Which is what Hyman Rickover did not need.

Nuclear submarine captains needed to be smart and prudent. They had to be wise and calculating. They needed less gung-ho and more ho-hum.

This time was different because the system of war had changed.

Shopping and Restocking Hot Sauce (jobs theory)

One part of Jobs theory, according to Bob and Greg, is the distinction between shopping and restocking.

shopping – evaluating choices

restocking – finding an item

Organizations must understand this because when market incumbents, (if this sounds related to disruption theory it’s because Bob was a colleague of Clayton Christensen), serve restockers they change nothing. If it’s not broke don’t fix it.

Whereas challengers need to break into the restocking mindset. They might articulate novel criteria: Our dips have no added sugar.

The incumbent’s dips may also be sugar-free, but the challenger creates the question and the incumbent responds.

Bob tells the story of shopping of needing a new shampoo and conditioner and making his choice because it was 2-in-1. It wasn’t the natural oils (or lack of). Nor was it how charitable the company was or the number of additives. It was convenience.

His original choice (the restocking) was unavailable and like the sugar-free hypothetical, Bob had to ask himself: What’s important?

Well, there’s this.

Take from July 2023, the shortage has proved to be a shopping “opportunity”.

We’ve settled on Tapatio (side-note: weird keychains, like this, are always a hit as gifts) and depending on how long the outages last, may switch from Tapatio shoppers to restockers

Related: hair care competes with haircuts. As Clayton Christensen wrote, your competition may not be in the same grocery aisle.

Art Auction Markets

From an August 2023 interview between Tyler Cowen an Paul Graham.

We think of the market mechanism as an information network: What information is considered important? In the world of business, profits are the important information and alpha erodes. To be successful then, your important information should be secret from someone else. This can be done by obscuring your information or by elevating something else for the competition. In Graham’s case the elevated information is “fashionable contemporary crap”.

GRAHAM: It sounds weird, but if you look at where the money’s spent at auction, it’s almost all fashionable contemporary crap because if you think about how prices in very high-end art are set, they’re auction prices. How many people does it take to generate an auction price? Two. Just two. So, you have boneheaded Russianswho want to have a Picasso on their wall so people will think they’re legit, or hedge fund managers’ wives who’ve been told to buy impressive art to hang in their loft so when people come over, they’ll say, “Oh, look, they’ve got a Damien Hirst.”

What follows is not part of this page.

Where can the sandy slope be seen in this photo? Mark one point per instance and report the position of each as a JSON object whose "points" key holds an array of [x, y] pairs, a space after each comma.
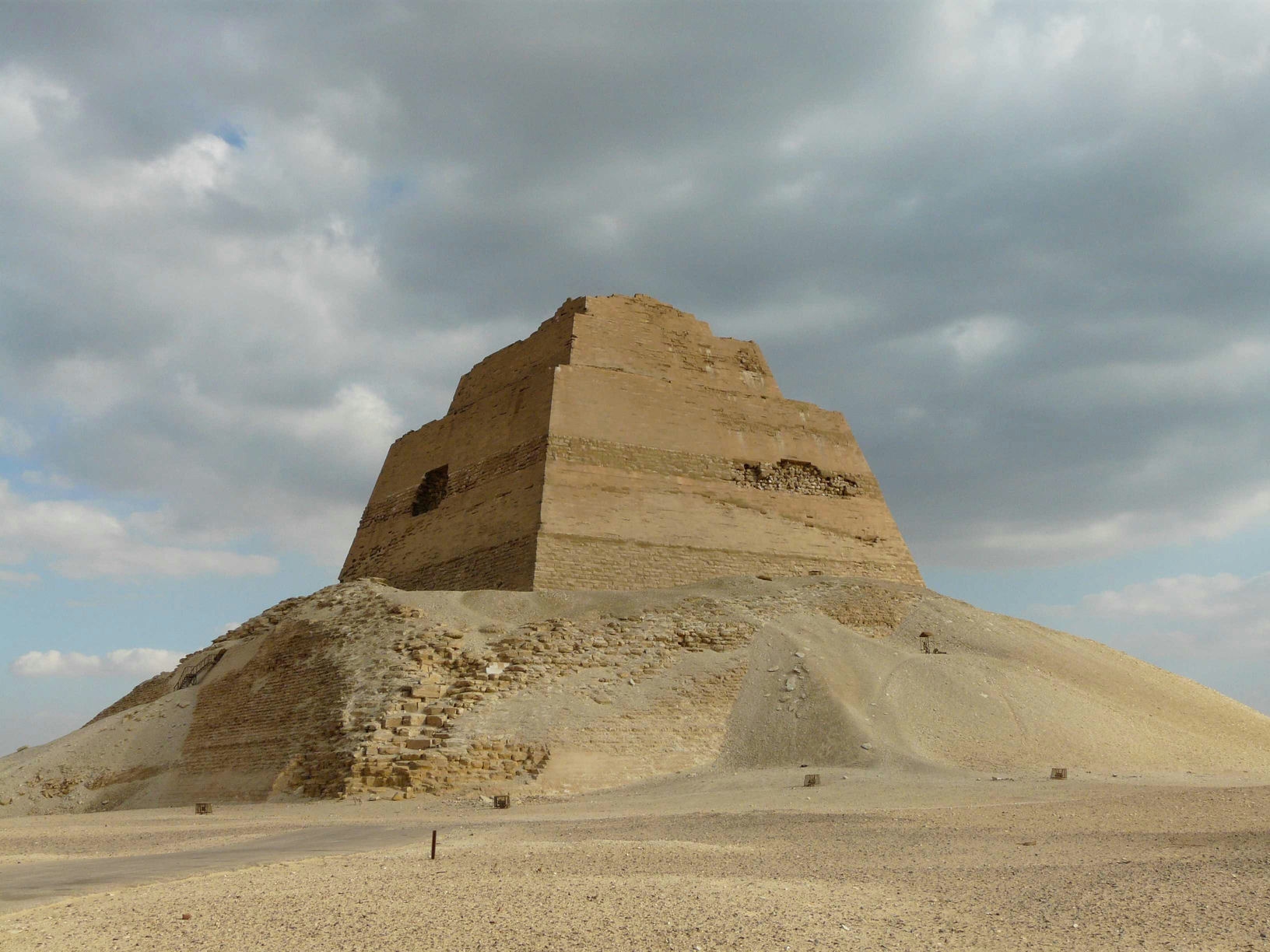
{"points": [[616, 687]]}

The way art prices at the very high end are set is almost entirely by deeply bogus people, [laughs] which is great, actually. When I was an artist, I used to be annoyed by this. Now that I buy a lot of art at auction, I’m delighted because it means there’s all this money. You see Andy Warhol’s screen prints selling for $90 million.

COWEN: Yes. Old masters can be, I wouldn’t say cheap, but I would say radically underpriced.

GRAHAM: A couple hundred thousand.

COWEN: Or even less for some good ones.

GRAHAM: Yes, I know because I buy them. [laughs] I used to be annoyed by this, and now I think it’s the most delightful thing in the world because there’s all this loose money sloshing around, and so-called contemporary art is like this sponge that just absorbs all of it. There’s none left. Some of the things I buy, I am the only bidder. I get it for the reserve price. No one else in the world wants it, or even knows that it’s being sold, so I am delighted about this.

The answer to your question, which artists are undervalued? Essentially, all good artists. The very, very, very famous artists, artists famous enough for Saudis to have heard of them — Leonardo, I would say, is probably not undervalued. But except for the artists who are household names — every elementary school student knows their names — they’re all undervalued.